We compared baseline characteristics of the total population and by cancer sub-population using the Chi-squared test or Fisher exact test for the categorical variables and T-test or Wilcoxon rank test for continuous variables. Categorical variables are reported as percentages while continuous variables are reported as mean (and standard deviation).

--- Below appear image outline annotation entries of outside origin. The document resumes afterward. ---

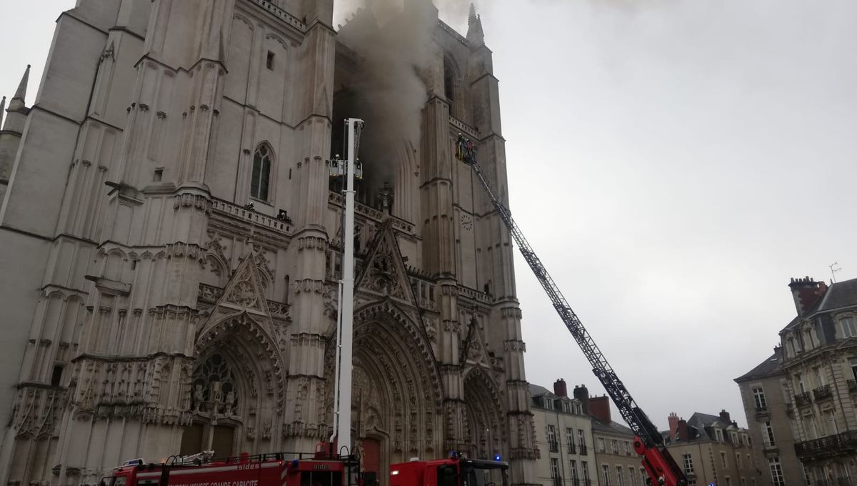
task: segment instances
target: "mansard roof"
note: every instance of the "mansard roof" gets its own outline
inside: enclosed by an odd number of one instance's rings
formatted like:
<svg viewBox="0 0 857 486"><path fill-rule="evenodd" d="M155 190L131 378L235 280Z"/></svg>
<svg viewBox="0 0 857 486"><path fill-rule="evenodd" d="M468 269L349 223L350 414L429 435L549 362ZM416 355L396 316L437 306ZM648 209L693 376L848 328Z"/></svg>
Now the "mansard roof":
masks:
<svg viewBox="0 0 857 486"><path fill-rule="evenodd" d="M592 430L598 432L609 432L612 434L621 434L623 435L632 435L633 436L634 431L629 427L622 425L617 422L610 422L609 423L602 422L600 418L596 417L592 417Z"/></svg>
<svg viewBox="0 0 857 486"><path fill-rule="evenodd" d="M857 306L857 279L830 284L809 314Z"/></svg>
<svg viewBox="0 0 857 486"><path fill-rule="evenodd" d="M779 352L774 352L770 357L760 363L756 368L753 368L750 371L745 373L744 375L735 378L735 381L746 381L747 380L752 380L754 378L763 378L770 375L774 375L780 371L780 365L782 364L782 359L780 357Z"/></svg>

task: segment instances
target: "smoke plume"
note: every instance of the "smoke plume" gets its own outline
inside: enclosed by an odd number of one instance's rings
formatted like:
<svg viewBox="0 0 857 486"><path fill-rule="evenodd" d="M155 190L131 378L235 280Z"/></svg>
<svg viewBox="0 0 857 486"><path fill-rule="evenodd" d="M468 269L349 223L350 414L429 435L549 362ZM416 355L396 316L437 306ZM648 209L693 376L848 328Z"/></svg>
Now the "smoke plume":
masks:
<svg viewBox="0 0 857 486"><path fill-rule="evenodd" d="M436 3L466 19L467 1ZM366 122L360 159L367 180L375 182L368 188L373 195L381 182L394 182L403 151L419 146L421 111L428 98L421 74L428 73L435 62L432 36L438 7L432 0L352 0L338 4L337 17L349 7L358 10L339 29L339 39L357 53L361 65L345 83L348 99L343 102L347 116Z"/></svg>

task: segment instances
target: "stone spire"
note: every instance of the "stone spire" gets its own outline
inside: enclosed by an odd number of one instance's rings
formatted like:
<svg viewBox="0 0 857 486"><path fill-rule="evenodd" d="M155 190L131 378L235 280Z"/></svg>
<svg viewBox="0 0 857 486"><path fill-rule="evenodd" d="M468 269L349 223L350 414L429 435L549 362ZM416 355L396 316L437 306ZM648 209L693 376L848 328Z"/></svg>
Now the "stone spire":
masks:
<svg viewBox="0 0 857 486"><path fill-rule="evenodd" d="M27 121L27 114L29 110L24 105L24 99L27 98L27 83L30 79L30 65L27 65L24 76L21 78L15 96L9 102L6 121L3 123L3 129L21 134L24 131L24 123Z"/></svg>
<svg viewBox="0 0 857 486"><path fill-rule="evenodd" d="M473 3L470 3L470 15L467 17L467 41L473 46L485 45L482 19L476 15L476 7Z"/></svg>
<svg viewBox="0 0 857 486"><path fill-rule="evenodd" d="M15 96L9 102L9 110L17 110L24 106L24 99L27 98L27 83L29 82L29 80L30 65L27 64L27 70L24 71L24 76L21 78L21 83L18 84L18 90L15 92Z"/></svg>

Our inflammatory score and its continuous alternative (PC1) were regressed against the disease outcome (case-control status and in BC and B-cell NHL population, separately) on the pooled population. We used the same model adjusting for potential confounders collected at enrolment for each type of cancer: age, gender, phase, cohort and center (Model 1). Potential confounders included behavioural factors: body mass index (BMI, continuous variable, kg/m2); smoking status (categorical: current, former, never); alcohol consumption (continuous, g/day); physical activity (categorical: inactive, moderately inactive, moderately active, active); and education (categorical: none/primary, professional/technical, secondary, university/college) as a proxy for socioeconomic status. Based on model 1, we controlled separately for behavioural factors (hereafter referred to as model 1 + behaviours) and for participant’s educational level (hereafter referred to as model 1 + socioeconomic position). The fully adjusted model included behavioural and socioeconomic factors listed above and was additionally adjusted for the reproductive/hormonal variables for BC analyses only. The latter comprised menopausal status (categorical: post-menopausal, pre-menopausal, unknown); contraceptive usage (categorical: yes, no); age at menarche (binary: ≤12 years old or >12 years old); menopausal hormone use (categorical: yes, no) and parity (quantitative discrete: 0, 1, 2, 3, >4).

Sensitivity analyses

We fitted our models on data for each cohort separately (EPIC-Italy and NSHDS). To evaluate the impact of follow-up time and consider a potential effect of the preclinical phase of the disease, analyses were also stratified on the time to diagnosis as defined by the time elapsed between blood collection and clinical diagnosis: below or above the median time to diagnosis (6 years) across the entire population of cancer cases. We used the same time to diagnosis cut-off (below or above 6 years) for each type of cancer since the median time to diagnosis vary little across cancer type (5.84 years in BC and 6.09 years in B-cell NHL). In these analyses, cases were compared to all controls to preserve statistical power. Analyses were also performed by BC and B-cell NHL histological subtypes.

Statistical analyses were performed in R v3.250 using the RStudio environment v.0.99.484. All p-values with p < 0.05 were considered statistically significant.

Availability of data and materials

The datasets used and/or analysed during the current study are available from the corresponding author on reasonable request.